UN DESA | DPAD | Development Policy Analysis Division
World Economic Situation and Prospects
11 December 2013
Prepared by John Winkel
Potential effects of QE tapering on the United Republic of Tanzania
The United Republic of Tanzania could potentially find itself in a difficult position when the United States Federal Reserve (Fed) begins to taper its quantitative easing (QE) programme. As a major exporter of gold, the United Republic of Tanzania's current account and exchange rate depend heavily on the price of gold, which has been supported by the Fed's QE. The price of gold has fallen from a high of $1877 per troy oz. in early September 2011, to an average of $1346 in September 2013 and subsequently even lower to $1247 by late November. This price decline has caused the value of the United Republic of Tanzania's gold exports to fall by 18.9 per cent year on year in September.
Despite the rising gold prices, the Tanzanian shilling depreciated significantly between the start of QE in late 2008 and late 2011. Much of the depreciation was driven by rising food and fuel prices in 2009 and 2010, which contributed to higher import bills and balance of payments pressure. Since mid-October 2011, the currency appreciated somewhat, owing to easing food prices and steps taken by the Central Bank of Tanzania to prop up the currency. But there are still dangers that the reversal of international liquidity could put downward pressure on the currency—mainly through a decrease in the value of gold, which would reduce demand for the currency to purchase their gold exports. This has only occurred to a slight degree so far this year, with the currency depreciating by 2.2 per cent between the end of September 2012 and the end of September 2013 (figure 2).
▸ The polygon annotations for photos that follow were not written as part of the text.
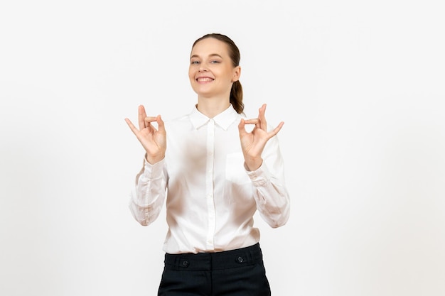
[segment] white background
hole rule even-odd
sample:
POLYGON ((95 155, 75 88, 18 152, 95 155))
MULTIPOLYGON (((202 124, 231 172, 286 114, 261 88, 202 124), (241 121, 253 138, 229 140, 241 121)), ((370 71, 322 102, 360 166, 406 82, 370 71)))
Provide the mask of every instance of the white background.
POLYGON ((188 112, 193 42, 231 37, 291 216, 257 218, 275 296, 445 295, 441 1, 0 4, 0 294, 155 295, 166 228, 133 220, 137 106, 188 112))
In addition, there are risks of higher debt-service costs, if the borrowing costs for external debt rise. External debt was up by 21.6 per cent year-on-year in September 2013, and is more than three times greater than domestic debt. Fortunately, a significant portion of it is bilateral and multilateral financing with concessional rates. As a result, the impact of higher borrowing costs on external debt service would be less dramatic for Tanzania than for countries that have borrowed using Eurobonds. The country has also managed to accumulate reserves over that time of $4.5 billion, enough to cover four and a half months of imports, which could provide some room for the central bank to mitigate the potential pressures.